Die 100 Toten der jüngsten Zusammenstöße wurden außerhalb des Ortes
Haraf Sufyan (Provinz Amran) gefunden, hieß es in einer von der
Regierung in Sanaa verbreiteten Erklärung, es handele sich um
»Houthi-Rebellen«, die versucht hätten, vor den Kämpfen aus der Stadt zu
fliehen. Ein Sprecher des Stammes, Mohammad Abd al-Salam, bezeichnete
die offiziellen Zahlen der Regierung hingegen als übertrieben. Die
jemenitische Luftwaffe habe das Industriegebiet in unmittelbarer Nähe
des Zentrums von Saada (Hauptstadt der gleichnamigen Provinz)
bombardiert, hieß es von Seiten des Zaidi-Stammes, der nach ihrem
führenden Clan Al-Houthi »Houthis« genannt wird.

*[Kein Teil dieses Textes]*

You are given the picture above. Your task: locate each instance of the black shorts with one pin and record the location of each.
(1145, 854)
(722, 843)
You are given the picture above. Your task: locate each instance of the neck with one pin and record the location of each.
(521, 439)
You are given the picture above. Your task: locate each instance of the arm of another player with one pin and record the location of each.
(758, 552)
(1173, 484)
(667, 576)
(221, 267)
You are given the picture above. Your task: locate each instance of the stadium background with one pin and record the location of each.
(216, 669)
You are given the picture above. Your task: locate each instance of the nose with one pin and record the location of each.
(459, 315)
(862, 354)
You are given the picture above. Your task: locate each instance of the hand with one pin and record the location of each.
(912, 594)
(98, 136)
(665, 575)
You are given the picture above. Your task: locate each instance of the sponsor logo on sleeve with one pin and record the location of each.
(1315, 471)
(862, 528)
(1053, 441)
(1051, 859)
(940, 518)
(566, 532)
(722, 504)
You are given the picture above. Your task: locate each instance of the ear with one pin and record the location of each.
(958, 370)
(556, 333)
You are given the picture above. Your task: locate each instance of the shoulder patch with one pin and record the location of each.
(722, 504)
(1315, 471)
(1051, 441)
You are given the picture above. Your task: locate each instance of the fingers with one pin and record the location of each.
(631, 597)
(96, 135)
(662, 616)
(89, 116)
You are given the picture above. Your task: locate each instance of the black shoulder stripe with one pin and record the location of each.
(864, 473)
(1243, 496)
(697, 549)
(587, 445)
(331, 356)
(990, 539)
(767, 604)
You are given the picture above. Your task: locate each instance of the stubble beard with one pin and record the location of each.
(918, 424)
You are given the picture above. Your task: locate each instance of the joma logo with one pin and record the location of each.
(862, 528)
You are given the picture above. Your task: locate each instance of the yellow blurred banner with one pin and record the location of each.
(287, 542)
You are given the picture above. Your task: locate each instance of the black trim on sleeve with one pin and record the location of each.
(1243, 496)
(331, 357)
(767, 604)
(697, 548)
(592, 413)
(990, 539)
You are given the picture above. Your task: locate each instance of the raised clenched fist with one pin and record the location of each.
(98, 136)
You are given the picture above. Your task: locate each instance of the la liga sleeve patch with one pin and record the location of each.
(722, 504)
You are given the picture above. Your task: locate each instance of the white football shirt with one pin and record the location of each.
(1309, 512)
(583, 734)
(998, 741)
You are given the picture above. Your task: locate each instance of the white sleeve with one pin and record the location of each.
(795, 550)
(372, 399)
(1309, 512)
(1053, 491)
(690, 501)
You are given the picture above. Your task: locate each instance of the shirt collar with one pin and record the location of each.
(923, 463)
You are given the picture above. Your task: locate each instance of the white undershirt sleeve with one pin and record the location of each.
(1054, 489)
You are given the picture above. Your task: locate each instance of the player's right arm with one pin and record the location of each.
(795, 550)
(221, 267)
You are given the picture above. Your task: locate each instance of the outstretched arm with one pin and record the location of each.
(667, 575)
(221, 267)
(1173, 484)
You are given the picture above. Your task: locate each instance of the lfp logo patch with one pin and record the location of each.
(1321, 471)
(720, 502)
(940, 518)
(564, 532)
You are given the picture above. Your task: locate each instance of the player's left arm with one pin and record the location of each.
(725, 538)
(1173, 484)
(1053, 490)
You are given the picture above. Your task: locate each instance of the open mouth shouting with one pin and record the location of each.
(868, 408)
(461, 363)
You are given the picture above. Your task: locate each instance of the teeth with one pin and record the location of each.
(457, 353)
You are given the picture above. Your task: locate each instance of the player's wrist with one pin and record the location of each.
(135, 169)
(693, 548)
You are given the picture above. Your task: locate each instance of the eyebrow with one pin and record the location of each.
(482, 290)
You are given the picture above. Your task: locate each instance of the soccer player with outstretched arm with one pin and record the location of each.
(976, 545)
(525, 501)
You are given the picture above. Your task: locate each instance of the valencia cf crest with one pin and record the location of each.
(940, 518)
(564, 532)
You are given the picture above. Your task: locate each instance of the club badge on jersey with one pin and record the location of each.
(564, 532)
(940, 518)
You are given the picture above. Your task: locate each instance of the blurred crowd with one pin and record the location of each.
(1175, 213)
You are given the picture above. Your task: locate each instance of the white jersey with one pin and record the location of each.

Ein Militärsprecher bestätigte den Angriff, der einer Tankstelle
gegolten habe, die von den Rebellen genutzt worden sei. Angeblich soll
das Militär auch Jugendliche anderer Stämme bewaffnet haben, damit diese
sich an dem Kampf beteiligen. Die Regierung hat über die Militäraktion,
die bereits in die dritte Woche geht, eine Nachrichtensperre verhängt,
Journalisten sind nicht zugelassen. Die Rebellen warfen Saudi-Arabien
vor, das jemenitische Militär zu unterstützen. Jemenitische Truppen
seien auf saudisches Territorium marschiert, um von dort die Zaidis
anzugreifen, hieß es in einer Erklärung, die per Internet verbreitet
wurde. Saudi-Arabien beschuldigt Iran, den Zaidi-Stamm zu unterstützen
und damit für Unruhe in der Grenzregion zu sorgen.

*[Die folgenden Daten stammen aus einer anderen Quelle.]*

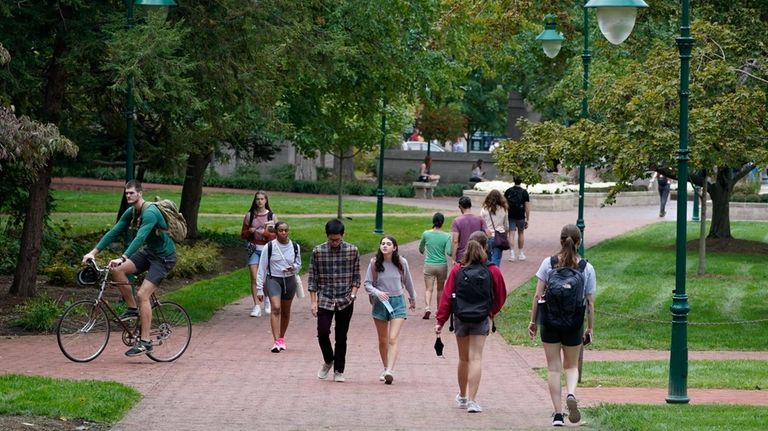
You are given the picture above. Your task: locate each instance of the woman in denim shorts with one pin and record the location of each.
(387, 276)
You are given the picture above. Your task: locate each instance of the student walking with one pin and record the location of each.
(278, 268)
(334, 279)
(258, 229)
(519, 205)
(494, 214)
(387, 276)
(435, 245)
(563, 331)
(474, 293)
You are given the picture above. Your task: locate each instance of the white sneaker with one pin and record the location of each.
(323, 372)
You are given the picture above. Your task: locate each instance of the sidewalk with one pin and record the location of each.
(229, 380)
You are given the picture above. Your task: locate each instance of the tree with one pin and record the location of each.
(634, 115)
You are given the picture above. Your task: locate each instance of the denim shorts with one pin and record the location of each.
(157, 267)
(399, 309)
(462, 329)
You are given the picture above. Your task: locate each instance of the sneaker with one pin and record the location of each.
(574, 415)
(129, 314)
(473, 407)
(323, 373)
(141, 347)
(461, 402)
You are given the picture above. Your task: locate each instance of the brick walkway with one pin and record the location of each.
(229, 380)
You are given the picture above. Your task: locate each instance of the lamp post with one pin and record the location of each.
(379, 227)
(678, 355)
(616, 19)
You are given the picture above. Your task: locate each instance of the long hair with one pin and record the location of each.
(395, 256)
(570, 237)
(253, 208)
(474, 253)
(493, 201)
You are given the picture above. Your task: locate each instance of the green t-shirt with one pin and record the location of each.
(435, 245)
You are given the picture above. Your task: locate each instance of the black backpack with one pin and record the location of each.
(472, 296)
(565, 297)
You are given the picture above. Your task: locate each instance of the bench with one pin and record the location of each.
(424, 189)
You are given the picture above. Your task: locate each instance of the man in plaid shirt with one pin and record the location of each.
(334, 277)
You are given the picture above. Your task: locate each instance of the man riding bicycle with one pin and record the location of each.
(146, 225)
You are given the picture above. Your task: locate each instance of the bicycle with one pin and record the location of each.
(84, 327)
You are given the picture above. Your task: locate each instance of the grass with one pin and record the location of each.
(702, 374)
(95, 401)
(69, 201)
(632, 417)
(635, 280)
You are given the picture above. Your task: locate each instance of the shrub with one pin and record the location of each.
(40, 313)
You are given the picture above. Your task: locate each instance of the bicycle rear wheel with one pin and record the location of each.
(83, 331)
(170, 332)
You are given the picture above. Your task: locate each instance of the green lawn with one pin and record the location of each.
(635, 280)
(96, 401)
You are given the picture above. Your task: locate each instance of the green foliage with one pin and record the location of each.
(40, 313)
(200, 258)
(96, 401)
(676, 417)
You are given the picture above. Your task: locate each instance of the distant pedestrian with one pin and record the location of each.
(494, 214)
(435, 245)
(519, 204)
(387, 279)
(663, 184)
(334, 279)
(258, 229)
(463, 226)
(474, 293)
(557, 337)
(278, 267)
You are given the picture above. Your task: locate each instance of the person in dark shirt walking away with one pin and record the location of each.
(144, 222)
(334, 279)
(519, 205)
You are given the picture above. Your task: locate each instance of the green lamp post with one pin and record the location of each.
(616, 19)
(379, 227)
(130, 110)
(678, 355)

Die Zaidis sind schiitische Muslime, während Jemen und Saudi-Arabien
mehrheitlich dem sunnitischen Islam anhängen, in Saudi-Arabien dem
Wahabismus, einem extrem dogmatischem Islam. Jeder Angriff von
saudischem Boden sei laut Erklärung »als Angriff gegen das Volk zu
werten und verletze jemenitische Souveränität«.
Am vergangenen Freitag hatte Jemens Präsident Ali Abdullah Saleh als
Bedingung für einen Waffenstillstand die vollständige Unterwerfung des
Stammes gefordert. Zum Beginn des Fastenmonats Ramadan sagte Saleh, man
wolle »kein Blut vergießen und Frieden gewinnen«. Die Rebellen müssten
aus bestimmten Bezirken abziehen, Straßensperren auflösen und Auskunft
über das Schicksal der vor mehr als zwei Monaten entführten sechs
Personen geben, einer fünfköpfigen Familie aus Sachsen und einem Briten.
Ein Sprecher des Stammes erklärte gegenüber dem Nachrichtensender
Al-Dschasira, die Bedingungen seien eine Erniedrigung und würden kein
Problem lösen. Die Personen seien nicht von den Zaidis entführt worden.
Die Regierung müsse früher gemachte Vereinbarungen einhalten, Gefangene
freilassen und dem Stamm »ein gleichberechtigtes Leben in Würde und
Sicherheit« garantieren.
Die Vereinten Nationen haben derweil einen sofortigen Waffenstillstand
gefordert, damit Zivilisten die umkämpften Gebiete verlassen können.
Seit Beginn der Kämpfe, die vor fünf Jahren erstmals ausbrachen, wurden
rund 150 000 Menschen vertrieben. Aktuell spricht der UNHCR von weiteren
35 000 Vertriebenen. Aus Flüchtlingslagern in umkämpften Gebieten würden
die Menschen fliehen. Amnesty International forderte Präsident Saleh
auf, die Menschenrechte einzuhalten. Zivilisten müssten geschützt
werden, heißt es in dem Schreiben. Folterverbot und das Recht auf Leben
seien zu respektieren.
Jemen ist das ärmste arabische Land mit 23 Millionen Einwohnern und
Zehntausenden Kriegsflüchtlingen aus Somalia. Eine neue Generation von
Al Qaida nutzt nach Angaben westlicher Geheimdienste das Land als
Rückzugsgebiet. In Südjemen fordert die Bevölkerung mehr politische
Beteiligung oder die Abspaltung des Südens vom Rest des Landes.